Jestem kibicem Legii. Od pierwszych klas szkoły podstawowej, a więc od z górą 20 lat. Wiem, że w moim wieku

i na moim stanowisku

nie powinienem mówić tego tak wprost i bezpośrednio, ale dla jasności tego krótkiego wywodu muszę to zrobić.
Otóż wczoraj podczas transmisji meczu Panathinaikos-Wisła przeżyłem swoistą dwoistość emocji. Coś w rodzaju sportowego i kibicowskiego rozdwojenia jaźni.
Z jednej strony kibicowałem Wiśle. Z oczywistych powodów: że to Polacy, że reprezentują nasz kraj, że polskiego zespołu nie było w Lidze Mistrzów od bardzo dawna, że w pierwszym meczu byli lepsi od Greków i awans byłby zasłużony gdyby tak zagrali i w drugim meczu itd. itp.
Natomiast z drugiej strony zżyty - jako kibic Legii - przez wiele wiele lat ze złymi emocjami związanymi z Wisłą - może trochę podświadomie, może trochę w niekontrolowany sposób - co i raz "łapałem się" na poczuciu satysfakcji, że Grecy krakusom (wczoraj zasłużenie) dokopują.
Nie były te stany woli (?) emocji (?) nazbyt zracjonalizowane (np. kibic Legii mógłby być za Grekami ze względu na duże pieniądze i liczne wzmocnienia Wisły, z którymi wiązałby sią awans krakowian), lecz raczej właśnie odczuwane czy przeżywane.
Zaiste dziwna radość ogarniała mnie po każdym golu - i dla Wisły i dla Panathinaikosu.
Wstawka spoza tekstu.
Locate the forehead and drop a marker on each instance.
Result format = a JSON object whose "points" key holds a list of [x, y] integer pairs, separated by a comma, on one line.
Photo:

Tyle, że większe wyrzuty sumienia miałem cztery razy częściej niż mniejsze.
Tak sobie myślę, że dojrzały, ustatkowany i poważny obywatel

walczył wczoraj we mnie z chłopakiem z Muranowa

(tam właśnie, w dystrykcie tradycyjnie "legijnym" i "antypolonijnym", się wychowałem).